In the industrial field, the steel industry is one of the national basic industries. Most of the raw materials, resources, and equipment of other industries are provided by the steel industry. The development of the steel industry has also led to the progress of construction, machinery, transportation, and other industries. Although the current international steel production is increasing year by year, the technology for rolling high-quality steel still needs to be improved. With the rapid development of industry and technology, many industries have higher and higher requirements for the quality of strip steel, such as infrastructure engineering, automobile manufacturing, mechanical processing, and electronic and electrical industries. Therefore, the improvement of strip quality has become one of the main tasks of the hot rolling production process. The strip quality can be estimated in advance through prediction, and then, the process parameters can be adjusted in time through computer calculations to achieve closed-loop control of the system, which can maximize the strip quality. Therefore, the strip quality prediction method has gradually become a hot spot in the steel industry.
The traditional rolling mill control relies on manual operation; the strip quality at the exit is controlled by simple electric pressing or manual pressing, without the participation of many sensors. The steel industry has bid farewell to traditional production modes with the extensive application and development of modern automatic control theory in the industrial field. The combination of modern equipment and advanced technology has made the strip production process increasingly complex [
Quality of the strips at the exit of hot continuous rolling mainly depends on the finishing mill. The change of strip width and thickness is caused by the rolling force from the vertical stand and horizontal stand in finishing rolling. The main factors affecting strip steel quality include rolling force, reduction position, inlet temperature, roll bending force, roll gap width, and rack speed. Moreover, factors such as water flow, motor current, oil film compensation, and lubrication also have a certain impact on the surface quality of the strip [
Moreover, with the development of technology, the production model has spread from physical space to virtual space, and the degree of digital production has gradually deepened. More sensors, data acquisition equipment, and computer network control system are involved in the production process. A large amount of raw data are produced in the strip production line every day. How to use these data reasonably and mine more knowledge for strip quality prediction and control is also a problem that needs to be studied.

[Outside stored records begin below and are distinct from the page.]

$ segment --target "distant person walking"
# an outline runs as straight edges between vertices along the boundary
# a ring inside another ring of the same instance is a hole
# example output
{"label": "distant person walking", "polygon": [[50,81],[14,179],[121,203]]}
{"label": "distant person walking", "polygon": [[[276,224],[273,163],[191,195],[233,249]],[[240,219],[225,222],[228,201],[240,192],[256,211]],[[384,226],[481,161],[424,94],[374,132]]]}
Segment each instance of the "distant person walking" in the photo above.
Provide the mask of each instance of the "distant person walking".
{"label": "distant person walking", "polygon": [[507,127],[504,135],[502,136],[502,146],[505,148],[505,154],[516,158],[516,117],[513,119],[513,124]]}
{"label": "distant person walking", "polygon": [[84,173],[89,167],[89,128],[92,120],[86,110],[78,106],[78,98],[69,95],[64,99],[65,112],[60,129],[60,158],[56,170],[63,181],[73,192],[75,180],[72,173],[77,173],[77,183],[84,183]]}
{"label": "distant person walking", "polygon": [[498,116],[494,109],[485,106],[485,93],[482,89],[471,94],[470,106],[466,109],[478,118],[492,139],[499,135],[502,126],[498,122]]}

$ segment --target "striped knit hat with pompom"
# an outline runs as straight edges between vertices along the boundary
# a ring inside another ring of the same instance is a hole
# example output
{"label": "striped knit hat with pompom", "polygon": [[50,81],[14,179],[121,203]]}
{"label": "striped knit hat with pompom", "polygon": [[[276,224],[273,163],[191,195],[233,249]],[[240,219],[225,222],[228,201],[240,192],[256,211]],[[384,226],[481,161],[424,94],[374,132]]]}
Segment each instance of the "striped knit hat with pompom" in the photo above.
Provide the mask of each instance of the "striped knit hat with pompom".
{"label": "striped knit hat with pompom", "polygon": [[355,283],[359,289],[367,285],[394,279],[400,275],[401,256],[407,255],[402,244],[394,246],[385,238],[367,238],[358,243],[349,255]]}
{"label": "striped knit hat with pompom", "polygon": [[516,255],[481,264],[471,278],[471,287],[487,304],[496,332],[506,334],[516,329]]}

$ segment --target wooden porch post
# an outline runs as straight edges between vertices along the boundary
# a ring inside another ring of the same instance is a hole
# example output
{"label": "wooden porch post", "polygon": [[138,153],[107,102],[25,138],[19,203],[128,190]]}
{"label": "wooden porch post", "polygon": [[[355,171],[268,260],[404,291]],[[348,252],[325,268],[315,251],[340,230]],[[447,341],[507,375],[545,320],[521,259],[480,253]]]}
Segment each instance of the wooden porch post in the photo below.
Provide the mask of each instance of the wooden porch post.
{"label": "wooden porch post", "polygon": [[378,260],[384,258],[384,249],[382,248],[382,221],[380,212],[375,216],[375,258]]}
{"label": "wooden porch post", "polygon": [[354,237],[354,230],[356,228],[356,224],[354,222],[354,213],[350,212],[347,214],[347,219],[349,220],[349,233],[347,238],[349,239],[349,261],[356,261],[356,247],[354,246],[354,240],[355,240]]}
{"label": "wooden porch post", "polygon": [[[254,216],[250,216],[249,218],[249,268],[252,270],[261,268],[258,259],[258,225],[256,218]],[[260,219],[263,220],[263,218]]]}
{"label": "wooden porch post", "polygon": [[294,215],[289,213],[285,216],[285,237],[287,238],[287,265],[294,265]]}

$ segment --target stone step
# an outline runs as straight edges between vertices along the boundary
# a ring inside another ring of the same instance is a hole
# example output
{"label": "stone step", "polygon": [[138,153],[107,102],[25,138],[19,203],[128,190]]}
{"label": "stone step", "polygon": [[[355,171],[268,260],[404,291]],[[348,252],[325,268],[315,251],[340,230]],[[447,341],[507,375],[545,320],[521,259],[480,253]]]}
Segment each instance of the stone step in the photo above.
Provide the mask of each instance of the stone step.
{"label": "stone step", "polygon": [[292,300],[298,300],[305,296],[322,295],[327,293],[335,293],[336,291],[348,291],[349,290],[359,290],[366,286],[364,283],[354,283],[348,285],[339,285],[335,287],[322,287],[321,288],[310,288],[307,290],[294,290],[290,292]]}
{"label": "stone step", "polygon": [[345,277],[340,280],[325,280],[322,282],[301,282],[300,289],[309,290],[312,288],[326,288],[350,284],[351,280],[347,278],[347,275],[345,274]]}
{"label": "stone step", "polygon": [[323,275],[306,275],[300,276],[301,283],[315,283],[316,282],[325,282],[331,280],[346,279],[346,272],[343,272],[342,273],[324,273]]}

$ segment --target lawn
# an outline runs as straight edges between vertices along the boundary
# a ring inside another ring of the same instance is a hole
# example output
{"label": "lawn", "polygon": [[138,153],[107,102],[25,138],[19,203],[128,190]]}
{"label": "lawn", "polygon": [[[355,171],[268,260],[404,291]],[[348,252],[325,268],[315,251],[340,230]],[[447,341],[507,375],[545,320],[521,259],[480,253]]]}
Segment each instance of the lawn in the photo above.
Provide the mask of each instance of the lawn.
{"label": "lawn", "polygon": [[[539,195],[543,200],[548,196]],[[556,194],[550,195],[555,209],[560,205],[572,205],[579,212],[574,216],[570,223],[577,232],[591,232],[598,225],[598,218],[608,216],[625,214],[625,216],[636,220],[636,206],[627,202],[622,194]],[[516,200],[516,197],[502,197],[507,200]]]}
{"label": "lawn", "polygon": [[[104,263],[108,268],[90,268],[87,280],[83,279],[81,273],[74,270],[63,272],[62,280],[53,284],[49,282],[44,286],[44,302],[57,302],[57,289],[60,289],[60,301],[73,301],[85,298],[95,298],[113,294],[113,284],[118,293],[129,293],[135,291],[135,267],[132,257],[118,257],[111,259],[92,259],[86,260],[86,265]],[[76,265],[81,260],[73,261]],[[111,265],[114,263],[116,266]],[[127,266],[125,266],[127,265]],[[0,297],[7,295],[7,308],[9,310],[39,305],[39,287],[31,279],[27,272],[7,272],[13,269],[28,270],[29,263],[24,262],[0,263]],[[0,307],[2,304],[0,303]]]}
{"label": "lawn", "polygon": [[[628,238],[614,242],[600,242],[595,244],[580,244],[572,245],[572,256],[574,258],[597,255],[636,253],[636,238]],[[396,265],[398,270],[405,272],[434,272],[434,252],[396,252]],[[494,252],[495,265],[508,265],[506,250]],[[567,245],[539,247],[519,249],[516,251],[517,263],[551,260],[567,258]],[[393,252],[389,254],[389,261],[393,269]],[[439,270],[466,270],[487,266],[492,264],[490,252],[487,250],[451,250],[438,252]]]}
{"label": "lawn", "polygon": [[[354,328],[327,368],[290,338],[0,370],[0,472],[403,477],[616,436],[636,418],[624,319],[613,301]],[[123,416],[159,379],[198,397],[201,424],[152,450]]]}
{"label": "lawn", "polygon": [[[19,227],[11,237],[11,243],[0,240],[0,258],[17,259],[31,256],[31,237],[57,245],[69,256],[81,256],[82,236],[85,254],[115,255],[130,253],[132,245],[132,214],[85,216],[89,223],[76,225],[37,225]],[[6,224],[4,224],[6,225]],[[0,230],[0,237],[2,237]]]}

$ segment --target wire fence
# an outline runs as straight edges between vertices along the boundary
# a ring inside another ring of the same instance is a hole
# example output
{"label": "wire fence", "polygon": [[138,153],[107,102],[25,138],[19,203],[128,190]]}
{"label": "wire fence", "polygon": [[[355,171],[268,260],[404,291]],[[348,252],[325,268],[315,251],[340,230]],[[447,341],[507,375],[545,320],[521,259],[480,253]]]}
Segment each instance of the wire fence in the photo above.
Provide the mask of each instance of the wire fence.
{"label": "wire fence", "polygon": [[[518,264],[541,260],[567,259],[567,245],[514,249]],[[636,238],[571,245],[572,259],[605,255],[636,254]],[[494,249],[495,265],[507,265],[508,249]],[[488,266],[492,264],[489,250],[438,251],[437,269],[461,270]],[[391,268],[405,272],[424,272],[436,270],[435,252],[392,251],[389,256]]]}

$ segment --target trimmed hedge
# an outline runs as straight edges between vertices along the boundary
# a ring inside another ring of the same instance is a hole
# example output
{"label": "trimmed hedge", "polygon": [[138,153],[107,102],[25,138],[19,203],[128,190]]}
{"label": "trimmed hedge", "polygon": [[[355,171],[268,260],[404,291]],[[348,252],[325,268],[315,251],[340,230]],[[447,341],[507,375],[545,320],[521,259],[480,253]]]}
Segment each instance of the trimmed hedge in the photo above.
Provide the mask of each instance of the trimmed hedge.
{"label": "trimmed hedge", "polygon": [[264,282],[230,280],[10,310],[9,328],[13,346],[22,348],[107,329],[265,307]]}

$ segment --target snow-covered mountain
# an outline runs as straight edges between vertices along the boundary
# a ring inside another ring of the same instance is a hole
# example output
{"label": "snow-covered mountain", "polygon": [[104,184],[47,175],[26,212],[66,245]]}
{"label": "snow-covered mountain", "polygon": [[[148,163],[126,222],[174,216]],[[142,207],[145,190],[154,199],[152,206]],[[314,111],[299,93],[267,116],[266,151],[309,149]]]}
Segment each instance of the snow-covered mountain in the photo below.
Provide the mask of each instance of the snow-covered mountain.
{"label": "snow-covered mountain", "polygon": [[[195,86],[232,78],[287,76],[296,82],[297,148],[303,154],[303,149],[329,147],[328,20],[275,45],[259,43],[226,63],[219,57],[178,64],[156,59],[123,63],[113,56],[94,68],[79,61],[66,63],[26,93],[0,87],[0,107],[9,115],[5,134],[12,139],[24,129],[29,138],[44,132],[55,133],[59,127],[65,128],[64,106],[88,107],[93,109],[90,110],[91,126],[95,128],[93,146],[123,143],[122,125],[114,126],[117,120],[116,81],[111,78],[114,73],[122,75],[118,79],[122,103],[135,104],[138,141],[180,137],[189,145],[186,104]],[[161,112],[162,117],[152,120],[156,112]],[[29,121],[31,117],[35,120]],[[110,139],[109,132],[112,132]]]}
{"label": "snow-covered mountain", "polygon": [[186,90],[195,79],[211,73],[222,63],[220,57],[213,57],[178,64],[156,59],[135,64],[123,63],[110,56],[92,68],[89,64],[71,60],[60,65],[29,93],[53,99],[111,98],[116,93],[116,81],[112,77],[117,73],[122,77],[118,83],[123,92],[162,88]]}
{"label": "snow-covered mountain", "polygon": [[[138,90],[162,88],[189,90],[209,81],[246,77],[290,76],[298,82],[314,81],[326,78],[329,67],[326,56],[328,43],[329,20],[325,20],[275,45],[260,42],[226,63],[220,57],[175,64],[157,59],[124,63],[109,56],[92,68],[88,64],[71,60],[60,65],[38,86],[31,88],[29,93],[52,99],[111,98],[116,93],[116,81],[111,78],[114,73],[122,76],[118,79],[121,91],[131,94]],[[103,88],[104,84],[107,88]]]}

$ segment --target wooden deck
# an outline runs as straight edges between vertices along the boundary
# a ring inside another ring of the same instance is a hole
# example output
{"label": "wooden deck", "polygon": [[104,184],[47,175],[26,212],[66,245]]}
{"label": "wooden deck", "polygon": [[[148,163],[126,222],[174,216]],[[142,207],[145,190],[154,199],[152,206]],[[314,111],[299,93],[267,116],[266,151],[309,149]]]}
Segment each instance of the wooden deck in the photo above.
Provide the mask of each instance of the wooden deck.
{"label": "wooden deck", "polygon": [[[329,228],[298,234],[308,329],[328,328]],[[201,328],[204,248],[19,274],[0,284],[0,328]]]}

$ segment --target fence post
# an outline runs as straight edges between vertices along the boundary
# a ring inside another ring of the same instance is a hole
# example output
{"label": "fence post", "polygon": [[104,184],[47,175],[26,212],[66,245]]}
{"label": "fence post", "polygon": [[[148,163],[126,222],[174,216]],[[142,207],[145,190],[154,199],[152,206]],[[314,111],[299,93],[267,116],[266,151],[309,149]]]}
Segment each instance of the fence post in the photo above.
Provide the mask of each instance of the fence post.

In order to achieve closed-loop control of strip quality and advance adjustment of process parameters, and to solve the poor prediction accuracy of strip quality resulting caused by high-dimensional, highly coupled, nonlinear data, the main contributions of this paper are as follows.
This paper proposes a strip quality prediction model combining DBN and ELM. In the combined model, DBN is used to extract features from high-dimensional and high coupling input data, and ELM predicts strip quality according to the extracted data features.
Based on the DBN-ELM combined model, the RBM in the DBN model is replaced by GBRBM to solve the dependence on the binary distribution of the visible layer and hidden layer of RBM. The model is improved to the GBRBM-ELM model to suit the continuous value regression problem.
The feasibility of the model is analyzed from the aspects of prediction accuracy and model performance, and the prediction effect of the model is compared with that of BP, ELM, and DBN. The results show that the GBDBN-ELM model can improve the prediction accuracy while shortening the model training time.
The rest of this article is organized as follows: The second chapter introduces the research progress of strip quality prediction technology; the third chapter introduces the principle, network structure, and training method of the strip quality prediction model; the fourth chapter validates the model through the data on the production line of a steel company; the last chapter is a summary of this article.
Quality prediction and quality control problems often use two types of methods, mathematical model methods and data mining techniques.
In traditional quality control, the mathematical model is used to predict the quality parameters, and the variables such as temperature, pressure, element, and their relationship are described by mathematical formulas [
On the other hand, the growing mass of data has made data mining methods centered on machine learning and deep learning more attention [
Data mining techniques can be divided into two parts: machine learning and deep learning. Kotkunde et al. used artificial neural networks (ANN) and support vector machines (SVM) to evaluate the thickness distribution of alloy sheets at various temperatures and blank diameters [
The above studies are based on pure machine learning predictions, but machine learning cannot handle high-dimensional problems. Before using the machine learning method, the above research often needs to select data features to reduce the dimension of the input parameters [
Liu et al. used DBN to process a large amount of real-time quality data collected by sensors and constructed a real-time quality monitoring and diagnosis plan for the manufacturing process [
It can be concluded from a large number of studies that since deep belief networks were primarily used to classify problems at first, now it is mainly used for classification problems such as defect identification and quality classification in manufacturing quality problems and less often applied to regression problems such as quality parameter prediction. However, because the deep belief network has strong high-dimensional feature extraction capabilities and good model generalization, it can be improved to suit continuous value prediction problems on the basis of maintaining the feature extraction capabilities. For example, in existing research, DBN is combined with Particle Swarm Optimization (PSO) [
Considering the complexity of the DBN network structure, this paper chooses the combination of DBN and ELM to simplify the DBN training method and shorten the training time while improving the prediction accuracy.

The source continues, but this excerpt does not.